Dish Blacks Out 42 Tribune Stations in 33 Markets

Satellite company says it doesn’t even want WGN America — so stop forcing a bundle

Tribune Dish

Dish Network blacked out Tribune Broadcasting’s 42 owned or operated TV stations in 33 markets on Sunday night, affecting more than 50 million households. An additional near-7 million Dish subscribers also lost access to WGN America at 7 p.m. ET — the hour the companies’ retransmission agreement expired.

Those in Tribune’s CBS markets missed the Tony Awards; in the NBC ones, they missed the Pittsburgh Penguins clinch the Stanley Cup. If the dispute is not resolved by tonight, Game 5 of ABC’s NBA Finals is also in jeopardy.

As the two companies try to work this out, Dish is offering free antennas to its customers so they can still catch the over-the-air broadcast channels.

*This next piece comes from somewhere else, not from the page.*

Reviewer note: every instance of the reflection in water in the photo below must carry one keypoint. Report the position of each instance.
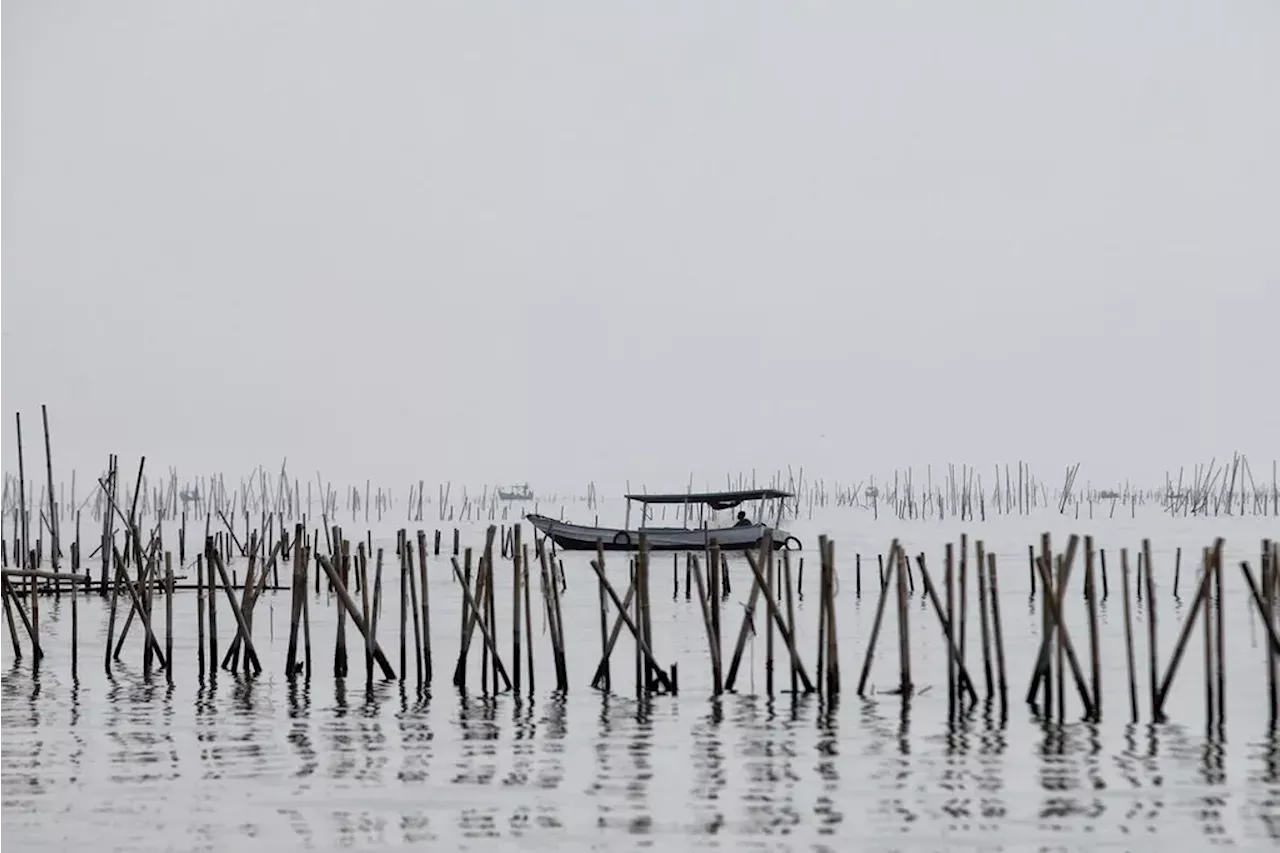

“We want to reach an agreement, just as we have with every one of our other cable, satellite and telco distributors, but Dish refuses to reach an agreement based on fair-market value,” said Gary Weitman, Tribune Media’s senior vice president for corporate relations said in a media release. “We want to keep servicing our local communities and we have repeatedly offered Dish a lengthy extension to continue negotiations — unfortunately, Dish rejected these offers.”

“We’ve offered the same kind of fair market rates that Dish already pays other local station groups with ABC, CBS, NBC and CW affiliates with top-rated local news, and other similarly valued cable networks,” he continued. “At the same time, we’re willing to accept the same rates for our local stations and WGN America that others are currently paying us.”

Meanwhile, over on the other side of the heated negotiations, Dish claimed that Tribune’s desired rate increase is “unreasonable” and that the local-TV giant is trying to force WGN America into a bundle. Dish doesn’t even really want that channel.

“Tribune is demanding an unreasonable rate increase for channels that are available for free over the air,” said Warren Schlichting, Dish executive vice president of programming. “Actions like Tribune’s are what drive price increases and feed customer frustration for our industry.”

“With Dish willing to grant an extension and a retroactive true-up on rates, Tribune had nothing to lose and consumers had everything to gain by leaving the channels up,” he continued. “Instead, Tribune chose to turn its back on its public interest obligations and use innocent consumers as bargaining chips.”

Dish often finds itself in these types of battles. By Tribune’s offered count, in the past three years alone, Dish has blacked out station groups and cable nets a dozen times.